Serving as trending co-investment vehicle launch points


The closing of a $30 million co-investment vehicle for mortgage servicing rights announced Thursday adds to signs of these partnerships expanding.

Details were scarce in the announcement investment bank Cambridge Wilkinson, which involves a client with license approvals to service government-sponsored company-backed mortgages.

However, taken in conjunction with reports, such as Rice Park Capital Managementthe commitment of $300 million in a new MSR fund and the $65.1 million Prophet Capital raised from investors for a recently created investment vehicle, he confirms that the number of partnerships is increasing.

“We have recently seen significant capital commitments to own MSRs by non-originators. The investment community is looking for alternative return, and the MSR asset absolutely delivers that,” said Tom Piercy, president of national business development at Incenter and managing director of his firm’s capital markets trading and valuation subsidiary. .

Piercy declined to comment on specific examples, but said deals are typically in the $250 million range.
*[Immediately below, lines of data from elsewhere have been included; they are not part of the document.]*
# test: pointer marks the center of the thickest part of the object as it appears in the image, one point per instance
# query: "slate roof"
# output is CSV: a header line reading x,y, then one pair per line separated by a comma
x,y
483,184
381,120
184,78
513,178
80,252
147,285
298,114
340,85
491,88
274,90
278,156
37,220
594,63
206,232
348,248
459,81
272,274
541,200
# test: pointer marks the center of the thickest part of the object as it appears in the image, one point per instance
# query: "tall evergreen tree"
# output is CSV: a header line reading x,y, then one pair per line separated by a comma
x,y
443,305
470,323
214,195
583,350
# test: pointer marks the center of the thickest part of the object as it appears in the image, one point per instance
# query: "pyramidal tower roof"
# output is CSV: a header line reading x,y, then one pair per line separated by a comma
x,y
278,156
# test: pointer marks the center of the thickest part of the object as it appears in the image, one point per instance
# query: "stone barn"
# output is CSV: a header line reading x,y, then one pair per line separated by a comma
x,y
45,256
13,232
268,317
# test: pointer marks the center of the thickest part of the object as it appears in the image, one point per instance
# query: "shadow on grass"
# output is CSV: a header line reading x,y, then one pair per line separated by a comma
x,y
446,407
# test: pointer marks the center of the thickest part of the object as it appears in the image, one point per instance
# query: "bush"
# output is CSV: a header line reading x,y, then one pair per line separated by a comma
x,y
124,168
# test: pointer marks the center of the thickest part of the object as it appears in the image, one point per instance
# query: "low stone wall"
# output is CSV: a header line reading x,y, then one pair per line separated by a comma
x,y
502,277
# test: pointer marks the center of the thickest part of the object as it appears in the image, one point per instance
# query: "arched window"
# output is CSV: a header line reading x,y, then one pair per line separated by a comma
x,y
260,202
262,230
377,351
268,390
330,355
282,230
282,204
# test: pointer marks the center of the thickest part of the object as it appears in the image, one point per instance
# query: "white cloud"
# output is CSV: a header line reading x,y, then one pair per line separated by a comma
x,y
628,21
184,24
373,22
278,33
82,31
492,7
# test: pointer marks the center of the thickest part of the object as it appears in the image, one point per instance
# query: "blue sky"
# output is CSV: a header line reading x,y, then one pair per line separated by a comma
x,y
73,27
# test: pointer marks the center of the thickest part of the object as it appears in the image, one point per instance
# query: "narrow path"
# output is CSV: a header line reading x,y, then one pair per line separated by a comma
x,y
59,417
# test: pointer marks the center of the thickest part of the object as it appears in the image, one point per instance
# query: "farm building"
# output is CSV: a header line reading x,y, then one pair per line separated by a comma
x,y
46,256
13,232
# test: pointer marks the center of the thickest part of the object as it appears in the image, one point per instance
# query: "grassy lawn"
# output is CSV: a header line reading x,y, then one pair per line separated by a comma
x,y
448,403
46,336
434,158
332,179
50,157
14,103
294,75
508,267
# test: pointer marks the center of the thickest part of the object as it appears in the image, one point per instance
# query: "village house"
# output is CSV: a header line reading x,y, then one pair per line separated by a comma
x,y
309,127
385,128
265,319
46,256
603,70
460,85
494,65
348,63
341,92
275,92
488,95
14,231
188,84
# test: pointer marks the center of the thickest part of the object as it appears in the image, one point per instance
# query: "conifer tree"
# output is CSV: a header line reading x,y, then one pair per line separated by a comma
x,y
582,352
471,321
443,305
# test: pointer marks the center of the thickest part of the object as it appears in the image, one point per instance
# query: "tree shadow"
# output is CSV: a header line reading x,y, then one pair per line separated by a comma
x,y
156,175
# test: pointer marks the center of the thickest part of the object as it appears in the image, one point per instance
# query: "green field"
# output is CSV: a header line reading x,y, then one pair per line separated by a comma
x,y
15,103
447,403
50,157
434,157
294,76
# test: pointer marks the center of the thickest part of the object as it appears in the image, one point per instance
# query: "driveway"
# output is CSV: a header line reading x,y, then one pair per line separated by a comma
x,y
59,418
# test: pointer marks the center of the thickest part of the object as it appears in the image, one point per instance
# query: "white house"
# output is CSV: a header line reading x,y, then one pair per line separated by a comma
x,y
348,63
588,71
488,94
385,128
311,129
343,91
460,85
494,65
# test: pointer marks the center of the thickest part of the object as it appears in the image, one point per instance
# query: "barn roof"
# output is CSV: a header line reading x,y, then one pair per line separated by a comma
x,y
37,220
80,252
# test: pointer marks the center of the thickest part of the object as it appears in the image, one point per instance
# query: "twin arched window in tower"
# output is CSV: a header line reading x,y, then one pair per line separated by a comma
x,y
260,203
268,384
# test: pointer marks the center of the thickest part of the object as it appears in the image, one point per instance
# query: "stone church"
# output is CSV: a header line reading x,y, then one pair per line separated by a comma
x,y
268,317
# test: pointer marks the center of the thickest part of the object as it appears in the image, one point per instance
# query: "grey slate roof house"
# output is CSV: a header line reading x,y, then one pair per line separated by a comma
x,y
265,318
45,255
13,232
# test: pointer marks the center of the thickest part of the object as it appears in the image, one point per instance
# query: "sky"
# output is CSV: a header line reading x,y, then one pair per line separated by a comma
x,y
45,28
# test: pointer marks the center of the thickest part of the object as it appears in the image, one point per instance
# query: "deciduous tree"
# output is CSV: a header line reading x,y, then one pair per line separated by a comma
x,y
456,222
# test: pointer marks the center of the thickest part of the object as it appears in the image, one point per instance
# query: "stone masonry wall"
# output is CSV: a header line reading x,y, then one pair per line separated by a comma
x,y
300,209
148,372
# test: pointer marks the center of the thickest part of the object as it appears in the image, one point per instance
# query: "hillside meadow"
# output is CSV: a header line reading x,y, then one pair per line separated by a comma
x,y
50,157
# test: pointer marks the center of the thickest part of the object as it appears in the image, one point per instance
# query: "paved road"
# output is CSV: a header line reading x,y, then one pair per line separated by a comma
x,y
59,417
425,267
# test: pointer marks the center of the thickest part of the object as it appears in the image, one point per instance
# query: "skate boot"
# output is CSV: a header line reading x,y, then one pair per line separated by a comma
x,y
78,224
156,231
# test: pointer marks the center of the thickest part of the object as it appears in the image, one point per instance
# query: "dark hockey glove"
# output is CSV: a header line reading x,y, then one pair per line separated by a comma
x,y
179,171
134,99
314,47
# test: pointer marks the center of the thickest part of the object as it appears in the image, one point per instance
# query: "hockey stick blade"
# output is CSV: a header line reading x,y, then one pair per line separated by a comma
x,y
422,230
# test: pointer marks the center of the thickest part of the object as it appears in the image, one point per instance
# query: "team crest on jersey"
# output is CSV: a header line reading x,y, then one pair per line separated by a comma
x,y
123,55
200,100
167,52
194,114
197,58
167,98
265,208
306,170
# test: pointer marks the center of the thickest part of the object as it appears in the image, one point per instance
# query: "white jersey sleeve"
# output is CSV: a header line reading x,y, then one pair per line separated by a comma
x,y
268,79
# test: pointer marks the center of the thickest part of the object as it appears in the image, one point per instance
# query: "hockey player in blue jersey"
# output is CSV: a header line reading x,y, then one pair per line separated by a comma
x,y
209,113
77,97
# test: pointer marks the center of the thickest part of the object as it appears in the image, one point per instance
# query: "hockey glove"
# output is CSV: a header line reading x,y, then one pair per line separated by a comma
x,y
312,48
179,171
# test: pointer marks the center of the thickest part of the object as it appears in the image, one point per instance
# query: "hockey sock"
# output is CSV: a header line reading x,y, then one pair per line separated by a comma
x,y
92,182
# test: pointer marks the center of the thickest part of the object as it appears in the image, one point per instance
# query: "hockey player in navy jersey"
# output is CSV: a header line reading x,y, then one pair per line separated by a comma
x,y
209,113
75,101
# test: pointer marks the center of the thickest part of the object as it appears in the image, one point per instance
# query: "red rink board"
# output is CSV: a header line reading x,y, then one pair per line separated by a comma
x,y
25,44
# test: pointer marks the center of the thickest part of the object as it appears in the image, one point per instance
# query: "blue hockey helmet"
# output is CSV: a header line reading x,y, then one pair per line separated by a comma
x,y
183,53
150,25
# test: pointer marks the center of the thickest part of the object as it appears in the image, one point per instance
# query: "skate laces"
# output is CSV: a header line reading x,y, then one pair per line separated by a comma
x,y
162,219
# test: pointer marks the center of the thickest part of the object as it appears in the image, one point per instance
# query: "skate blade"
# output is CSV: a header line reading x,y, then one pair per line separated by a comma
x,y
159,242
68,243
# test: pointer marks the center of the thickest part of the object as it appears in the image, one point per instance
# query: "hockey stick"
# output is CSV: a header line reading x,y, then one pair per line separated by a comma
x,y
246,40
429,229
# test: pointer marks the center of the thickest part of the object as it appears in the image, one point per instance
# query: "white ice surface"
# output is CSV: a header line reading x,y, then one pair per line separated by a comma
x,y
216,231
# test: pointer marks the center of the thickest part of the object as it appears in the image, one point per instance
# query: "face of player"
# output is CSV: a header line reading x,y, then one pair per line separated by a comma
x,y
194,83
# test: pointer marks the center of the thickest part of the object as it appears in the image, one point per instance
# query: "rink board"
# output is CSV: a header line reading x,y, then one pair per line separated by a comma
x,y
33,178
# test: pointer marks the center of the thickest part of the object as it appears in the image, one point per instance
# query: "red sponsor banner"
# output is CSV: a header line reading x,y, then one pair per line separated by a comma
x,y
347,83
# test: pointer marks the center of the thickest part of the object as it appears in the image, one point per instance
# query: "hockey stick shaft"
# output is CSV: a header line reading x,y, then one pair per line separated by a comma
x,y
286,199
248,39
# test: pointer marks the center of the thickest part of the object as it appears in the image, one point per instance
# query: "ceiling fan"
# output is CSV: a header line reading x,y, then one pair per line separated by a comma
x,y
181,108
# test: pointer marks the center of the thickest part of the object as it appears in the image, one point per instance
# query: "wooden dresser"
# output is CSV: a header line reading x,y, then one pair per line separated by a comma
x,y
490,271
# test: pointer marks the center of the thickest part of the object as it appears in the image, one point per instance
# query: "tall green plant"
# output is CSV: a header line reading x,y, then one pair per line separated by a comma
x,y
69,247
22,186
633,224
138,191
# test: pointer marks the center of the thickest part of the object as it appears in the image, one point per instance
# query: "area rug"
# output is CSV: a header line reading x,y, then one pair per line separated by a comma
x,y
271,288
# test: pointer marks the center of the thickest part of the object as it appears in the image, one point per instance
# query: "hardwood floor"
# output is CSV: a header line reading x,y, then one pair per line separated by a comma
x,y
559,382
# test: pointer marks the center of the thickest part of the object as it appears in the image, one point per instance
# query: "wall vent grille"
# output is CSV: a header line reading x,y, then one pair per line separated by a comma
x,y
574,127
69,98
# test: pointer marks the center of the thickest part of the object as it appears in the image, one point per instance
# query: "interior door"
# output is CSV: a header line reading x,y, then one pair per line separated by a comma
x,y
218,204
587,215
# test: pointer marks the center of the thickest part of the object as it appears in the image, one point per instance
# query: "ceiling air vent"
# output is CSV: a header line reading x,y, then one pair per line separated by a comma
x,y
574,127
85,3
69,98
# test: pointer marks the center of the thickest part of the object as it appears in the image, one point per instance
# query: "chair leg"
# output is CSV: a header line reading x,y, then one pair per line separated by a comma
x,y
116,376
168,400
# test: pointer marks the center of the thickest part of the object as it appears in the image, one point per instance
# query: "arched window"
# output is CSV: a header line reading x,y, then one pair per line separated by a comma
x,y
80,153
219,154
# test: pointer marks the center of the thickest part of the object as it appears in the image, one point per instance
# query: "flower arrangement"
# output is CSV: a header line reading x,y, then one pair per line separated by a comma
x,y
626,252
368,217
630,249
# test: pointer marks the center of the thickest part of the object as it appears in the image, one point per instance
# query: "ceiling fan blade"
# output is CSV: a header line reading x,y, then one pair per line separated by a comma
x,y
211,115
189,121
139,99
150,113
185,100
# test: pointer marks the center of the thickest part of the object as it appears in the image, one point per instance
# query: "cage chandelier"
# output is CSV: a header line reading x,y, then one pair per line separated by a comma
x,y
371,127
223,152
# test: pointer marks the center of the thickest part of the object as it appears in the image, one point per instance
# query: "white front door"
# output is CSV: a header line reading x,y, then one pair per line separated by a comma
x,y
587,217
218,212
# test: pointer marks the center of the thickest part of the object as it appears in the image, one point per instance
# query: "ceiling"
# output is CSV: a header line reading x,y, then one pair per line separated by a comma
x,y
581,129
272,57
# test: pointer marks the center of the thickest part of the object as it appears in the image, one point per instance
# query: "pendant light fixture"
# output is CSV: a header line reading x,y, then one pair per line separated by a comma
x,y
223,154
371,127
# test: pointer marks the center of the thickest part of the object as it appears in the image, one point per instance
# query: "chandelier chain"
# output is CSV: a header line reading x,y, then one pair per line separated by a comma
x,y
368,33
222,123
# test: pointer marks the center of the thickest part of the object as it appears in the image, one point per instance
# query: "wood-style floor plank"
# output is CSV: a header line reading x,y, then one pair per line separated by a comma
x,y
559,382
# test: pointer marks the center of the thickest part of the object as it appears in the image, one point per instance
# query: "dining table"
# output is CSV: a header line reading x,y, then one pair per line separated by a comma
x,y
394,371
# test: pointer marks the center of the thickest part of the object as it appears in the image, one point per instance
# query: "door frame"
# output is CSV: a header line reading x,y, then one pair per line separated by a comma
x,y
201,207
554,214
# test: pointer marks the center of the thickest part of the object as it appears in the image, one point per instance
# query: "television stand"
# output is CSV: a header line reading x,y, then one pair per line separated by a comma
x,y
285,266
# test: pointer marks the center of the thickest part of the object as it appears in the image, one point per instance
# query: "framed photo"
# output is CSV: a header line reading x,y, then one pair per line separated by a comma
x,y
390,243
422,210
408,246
The investment for the vehicle in which the Cambridge client Wilkinson is involved could potentially reach $200 million or more.

Servicer-investor partnerships have been active in the market for years, and players like owenNew Residential and Bayview participated even before the rate outlook changed, but they have seen a recovery in growth since the The MSR market has warmed up.

“Certainly the trend has accelerated,” Piercy said.

The trend is a subset of a broader exploration of strategic options involving MSRs, said Pat McEnerney, CEO of RoundPoint Mortgage Servicing Corp.

“There has been increased interest in owning MSR and alternative approaches to having a stake in mortgage servicing rights,” McEnerney said. “We have seen proposals for many strategies that allow non-banks to invest, directly and indirectly, in excess management rights and MSRs.”

However, MSR investments have risks this may limit the extent to which these types of partnerships can expand.

“Ownership of MSRs is dependent on meeting operational requirements set by the GSEs,” McEnerney said. “Failure to comply with GSE requirements could have a significant negative impact on MSR owners.”

The interest rate environment is also a risk as well as an opportunity when it comes to these partnerships.

“As soon as you start betting on those rates, they will go the other way. Hedging these MSR assets is therefore important to make these investments,” said Piercy. “But the reality is that interest is rising because of the rate outlook. Expectations around refinancing saturation and rate trends really emphasize the greater value of the MSR asset.

Cambridge client Wilkinson offers both interest rate hedging and direct investment opportunities, according to the company’s press release.